8. How to Do Nothing: Resisting the Attention Economy
The seeming inescapability of technology has elicited the predictable backlash from several corners — from former Silicon Valley execs warning against the dangers of Facebook to Instagram influencers announcing social media cleanses….on Instagram. In How to Do Nothing (Melville House, 2019), San Francisco-based artist Jenny O’Dell takes a different approach. If the digital revolution has turned us all into unwitting 24/7 tech workers producing data for Google and Amazon, then O’Dell suggests that the most effective way to resist is to simply…do nothing. Since that’s easier said than done, O’Dell’s book provides productive suggestions as well as thoughtful meditations on how to reimagine productivity and happiness.
9. 1919: A Graphic History of the Winnipeg General Strike
Between May 15 and June 25, 1919, a general strike by over 30,000 workers almost entirely halted economic activity in Winnipeg, Manitoba. Released as part of the 100th anniversary commemorations of the strike this year, 1919 (Between the Lines, 2019) is a graphic novel that recounts the strike as an impressive show of solidarity amongst several different groups of workers.

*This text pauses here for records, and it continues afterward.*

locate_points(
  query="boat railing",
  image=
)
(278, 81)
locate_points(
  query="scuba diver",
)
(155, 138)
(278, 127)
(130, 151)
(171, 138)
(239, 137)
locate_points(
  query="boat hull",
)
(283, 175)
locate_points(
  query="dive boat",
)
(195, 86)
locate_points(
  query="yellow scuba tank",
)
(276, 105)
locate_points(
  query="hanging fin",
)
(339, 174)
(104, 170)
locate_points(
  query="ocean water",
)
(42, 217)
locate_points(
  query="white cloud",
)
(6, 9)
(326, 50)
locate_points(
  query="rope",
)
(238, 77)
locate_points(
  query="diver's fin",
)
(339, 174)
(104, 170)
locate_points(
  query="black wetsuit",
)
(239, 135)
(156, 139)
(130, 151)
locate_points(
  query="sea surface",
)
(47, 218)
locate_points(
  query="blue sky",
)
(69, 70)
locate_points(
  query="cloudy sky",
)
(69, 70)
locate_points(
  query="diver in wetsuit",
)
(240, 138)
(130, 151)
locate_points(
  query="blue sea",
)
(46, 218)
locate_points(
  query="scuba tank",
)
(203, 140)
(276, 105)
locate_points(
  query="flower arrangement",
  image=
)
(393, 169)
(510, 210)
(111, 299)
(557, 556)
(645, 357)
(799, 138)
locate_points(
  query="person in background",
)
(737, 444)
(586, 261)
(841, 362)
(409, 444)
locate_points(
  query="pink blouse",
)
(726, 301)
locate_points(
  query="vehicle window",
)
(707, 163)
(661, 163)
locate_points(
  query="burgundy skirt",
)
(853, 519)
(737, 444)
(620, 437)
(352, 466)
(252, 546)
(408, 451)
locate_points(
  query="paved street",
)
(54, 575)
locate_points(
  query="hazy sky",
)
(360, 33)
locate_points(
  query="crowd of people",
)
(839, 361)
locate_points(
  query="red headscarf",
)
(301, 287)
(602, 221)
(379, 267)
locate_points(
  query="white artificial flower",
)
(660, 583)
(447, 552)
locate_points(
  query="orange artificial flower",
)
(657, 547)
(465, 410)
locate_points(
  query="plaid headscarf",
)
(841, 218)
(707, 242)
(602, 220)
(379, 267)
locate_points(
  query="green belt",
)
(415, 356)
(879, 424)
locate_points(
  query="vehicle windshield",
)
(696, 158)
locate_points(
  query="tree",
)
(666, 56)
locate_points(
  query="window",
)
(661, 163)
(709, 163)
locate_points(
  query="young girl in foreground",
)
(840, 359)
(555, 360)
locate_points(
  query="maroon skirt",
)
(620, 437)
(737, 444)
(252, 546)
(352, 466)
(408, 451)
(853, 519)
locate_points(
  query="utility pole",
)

The book’s preface details how a commercial elite in Winnipeg encouraged the strikers to turn on one another. Instead, “recent immigrants, women, British born trade unionists, white railroaders, black porters, thousands of returned soldiers, and even the police united behind their common interests, and a vision of Winnipeg and a wider world where a powerful few did not get to rule over the powerless many,” as Bill Blaikie writes in his review of the book.
10. Women and Work: Social Reproduction and Its Critics
This new book by Susan Ferguson (Between the Lines, 2019) looks at the relationship between women and work through several different lenses, considering women’s unpaid domestic labour (like that explored in Wages for Housework, above); women as workers; and how women’s work has historically helped to sustain capitalism.
Christina Turner is an assistant editor at rabble.ca and a doctoral candidate in English at the University of Toronto. She lives in Toronto.